Feedly is a bit 'graphic artist' and is full of space between items. There is a 'list' view that seems to work in the FF plugin but I always get the 'magazine' view in the Android app and they seem very keen to put great big photos everywhere. The Google Reader had wonderfully sparse and simple layout and I miss it already, even though it's not dead yet.
Feedly is very nice - better than Reader. Just downloaded it when I read the comments here on my Android - much better in that it opens links directly inside Feedly - no need to navigate back and forth between browser and Reader.
Feedly is definitely a drop-in replacement - it grabbed all my feeds from Reader instantly. I installed it, told it I was a Reader user, and instantly all my feeds were there. Seems to load material faster than Reader as well.

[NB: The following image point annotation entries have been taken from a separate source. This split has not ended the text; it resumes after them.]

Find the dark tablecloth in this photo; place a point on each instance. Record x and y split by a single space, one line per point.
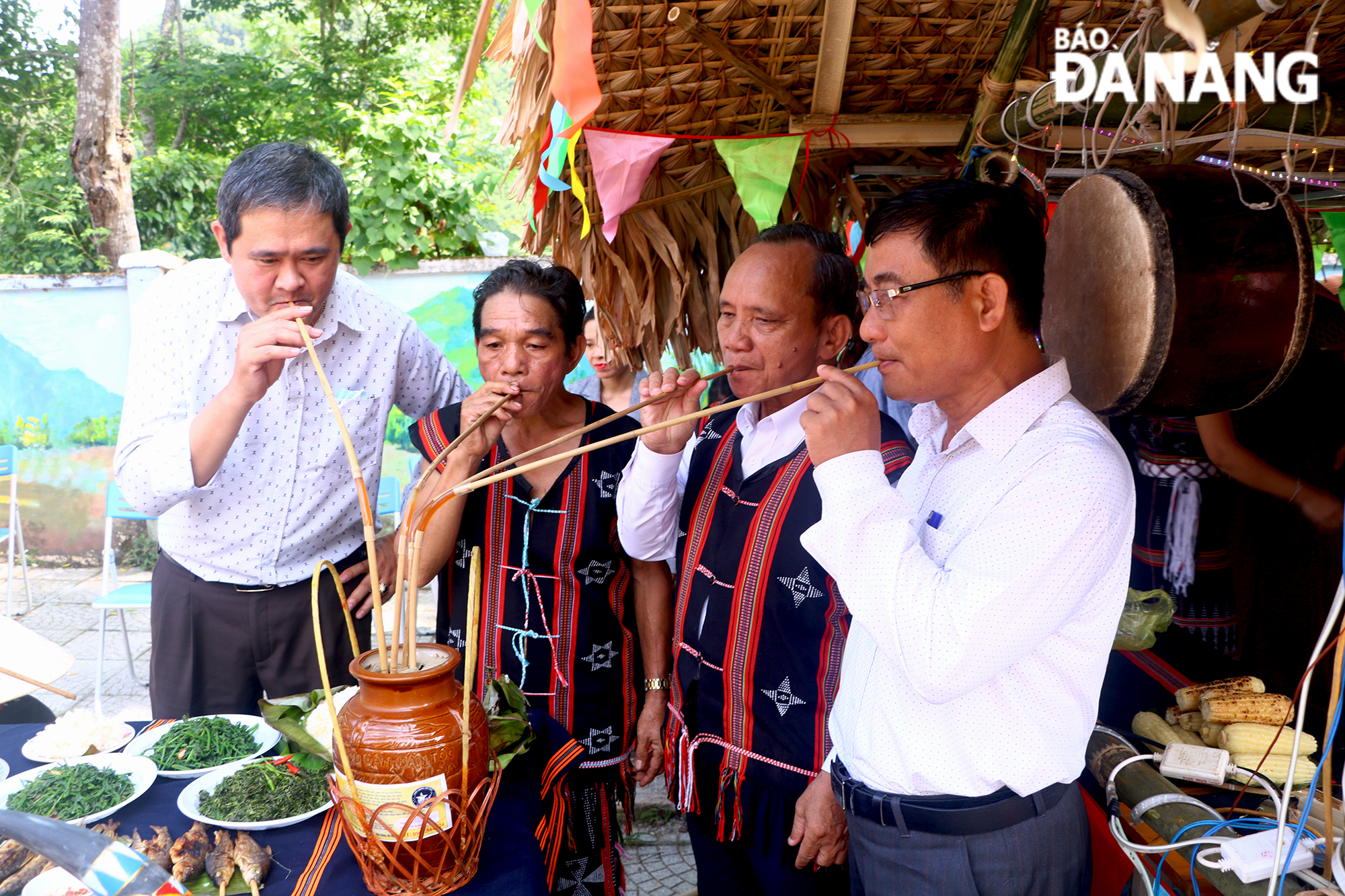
510 862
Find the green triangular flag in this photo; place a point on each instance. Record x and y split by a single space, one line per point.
762 170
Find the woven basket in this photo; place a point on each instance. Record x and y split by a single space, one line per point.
439 861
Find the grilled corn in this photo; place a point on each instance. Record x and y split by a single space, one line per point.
1152 727
1265 709
1249 737
1188 698
1276 767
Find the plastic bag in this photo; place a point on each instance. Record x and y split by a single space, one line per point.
1147 614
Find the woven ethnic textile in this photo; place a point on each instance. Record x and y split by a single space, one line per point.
767 658
1165 446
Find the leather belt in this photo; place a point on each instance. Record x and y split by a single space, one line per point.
950 815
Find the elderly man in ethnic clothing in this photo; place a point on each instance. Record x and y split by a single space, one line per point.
759 626
566 612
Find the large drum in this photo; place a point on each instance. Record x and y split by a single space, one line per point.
1167 295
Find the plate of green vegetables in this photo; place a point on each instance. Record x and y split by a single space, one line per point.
80 790
192 747
256 795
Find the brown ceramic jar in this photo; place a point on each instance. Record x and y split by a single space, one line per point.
407 727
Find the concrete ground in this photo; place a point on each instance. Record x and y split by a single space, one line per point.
658 856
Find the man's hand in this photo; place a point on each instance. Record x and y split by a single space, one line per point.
385 551
648 756
264 346
479 443
672 440
843 417
820 829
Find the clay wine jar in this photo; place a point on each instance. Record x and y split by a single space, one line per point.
407 727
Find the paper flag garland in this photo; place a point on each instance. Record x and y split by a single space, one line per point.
762 170
574 76
622 163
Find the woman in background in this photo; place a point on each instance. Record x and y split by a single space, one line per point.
614 385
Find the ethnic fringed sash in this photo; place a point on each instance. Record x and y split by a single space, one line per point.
765 658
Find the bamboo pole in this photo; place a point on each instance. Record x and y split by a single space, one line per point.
40 684
412 596
465 487
474 608
362 493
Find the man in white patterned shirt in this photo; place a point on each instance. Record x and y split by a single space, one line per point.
227 436
987 584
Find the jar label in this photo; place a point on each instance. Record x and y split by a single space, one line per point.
400 806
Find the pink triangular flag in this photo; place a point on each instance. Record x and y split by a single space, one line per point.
622 163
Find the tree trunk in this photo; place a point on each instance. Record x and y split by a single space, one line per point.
102 151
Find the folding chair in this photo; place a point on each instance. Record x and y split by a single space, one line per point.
391 499
14 530
120 598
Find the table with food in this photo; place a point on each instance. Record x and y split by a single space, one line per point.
225 803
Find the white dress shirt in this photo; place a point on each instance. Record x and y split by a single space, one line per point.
649 498
283 497
985 587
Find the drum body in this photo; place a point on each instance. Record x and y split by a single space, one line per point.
1168 296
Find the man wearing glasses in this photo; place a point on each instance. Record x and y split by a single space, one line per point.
987 584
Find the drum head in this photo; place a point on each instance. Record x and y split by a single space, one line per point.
1109 299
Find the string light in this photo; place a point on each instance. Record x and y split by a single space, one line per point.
1273 175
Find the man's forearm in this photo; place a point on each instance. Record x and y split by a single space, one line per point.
654 615
213 434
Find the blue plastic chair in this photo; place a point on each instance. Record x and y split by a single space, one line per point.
391 498
120 598
13 532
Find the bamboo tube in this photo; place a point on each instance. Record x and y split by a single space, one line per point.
474 604
414 499
362 493
462 489
40 684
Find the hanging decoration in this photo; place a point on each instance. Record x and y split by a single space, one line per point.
622 163
574 76
762 170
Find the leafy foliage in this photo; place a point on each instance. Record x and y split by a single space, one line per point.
176 201
96 431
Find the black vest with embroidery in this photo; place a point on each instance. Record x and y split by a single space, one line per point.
766 659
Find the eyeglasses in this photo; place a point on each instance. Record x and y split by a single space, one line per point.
882 299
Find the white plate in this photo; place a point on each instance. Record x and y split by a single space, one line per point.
193 792
266 737
142 771
29 752
56 881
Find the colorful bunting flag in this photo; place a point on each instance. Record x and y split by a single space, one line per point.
762 170
574 76
622 163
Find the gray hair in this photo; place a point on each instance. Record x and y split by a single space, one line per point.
282 175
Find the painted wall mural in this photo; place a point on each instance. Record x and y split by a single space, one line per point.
64 360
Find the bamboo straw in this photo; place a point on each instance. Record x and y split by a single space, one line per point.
365 510
1327 758
474 608
401 538
462 489
322 667
597 424
40 684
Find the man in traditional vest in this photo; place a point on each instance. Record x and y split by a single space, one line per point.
759 627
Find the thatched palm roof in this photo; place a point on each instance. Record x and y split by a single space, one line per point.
903 96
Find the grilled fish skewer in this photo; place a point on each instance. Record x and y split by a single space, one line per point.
254 861
189 853
220 862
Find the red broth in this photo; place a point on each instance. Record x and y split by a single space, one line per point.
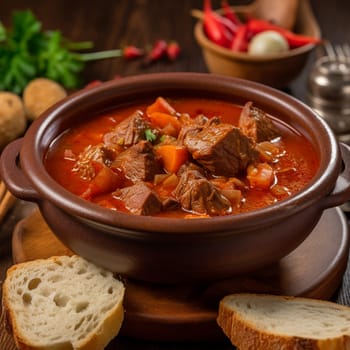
292 171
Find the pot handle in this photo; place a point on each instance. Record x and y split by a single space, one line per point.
12 175
341 191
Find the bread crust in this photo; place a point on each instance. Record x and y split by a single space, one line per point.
245 335
108 329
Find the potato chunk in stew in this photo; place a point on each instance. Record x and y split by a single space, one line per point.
183 158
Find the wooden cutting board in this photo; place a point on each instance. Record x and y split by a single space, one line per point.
188 312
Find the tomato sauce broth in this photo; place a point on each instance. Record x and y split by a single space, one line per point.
299 154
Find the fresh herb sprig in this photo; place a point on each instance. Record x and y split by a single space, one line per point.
27 52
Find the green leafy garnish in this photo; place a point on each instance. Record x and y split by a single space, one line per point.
150 135
27 52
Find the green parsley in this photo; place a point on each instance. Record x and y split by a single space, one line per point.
27 52
150 135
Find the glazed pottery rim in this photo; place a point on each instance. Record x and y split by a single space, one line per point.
242 56
32 152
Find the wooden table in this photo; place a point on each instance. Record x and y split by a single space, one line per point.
112 24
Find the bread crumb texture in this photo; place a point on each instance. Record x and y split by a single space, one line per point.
275 322
64 302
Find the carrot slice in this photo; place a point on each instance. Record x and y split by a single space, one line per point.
160 105
260 176
173 156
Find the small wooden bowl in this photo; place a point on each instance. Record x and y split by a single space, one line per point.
276 70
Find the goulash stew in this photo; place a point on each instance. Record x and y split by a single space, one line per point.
183 158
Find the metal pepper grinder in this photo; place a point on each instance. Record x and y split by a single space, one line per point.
329 90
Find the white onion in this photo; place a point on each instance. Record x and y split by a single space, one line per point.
267 43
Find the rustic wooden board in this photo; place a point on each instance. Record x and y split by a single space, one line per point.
163 312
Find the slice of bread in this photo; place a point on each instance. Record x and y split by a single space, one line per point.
62 303
266 322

Kind of glad this happened - otherwise I wouldn't have found a better reader.
Nooooooooooooooooooooooooooooooooooooooooooooooooooooooooooooooooooooooooooooooooooooooooooooooooooooooooooooooooooooooooooooooooooooooooooooooooooooooooooooooooooooooooooooooooooooooooooooooooooooooooooooooooooooooooooooooooooooooooooooooooooooooooooooooooooooooooooooooooooooooooooooooooooooooooooooooooooooooooooooooooooooooooooooooooooooooooooooooooooooooooooooooooooooooooooooooooooooooooooooooooooooooooooooooooooooooooooooooooooooooooooooooooooooooooooooooooooooooooooooooooooooooooooooooooooooooooooooooooooooooooooooooooooooooooooooooooooooooooooooooooooooooooooooooooooooooooooooooooooooooooooooooooooooooooooooooooo!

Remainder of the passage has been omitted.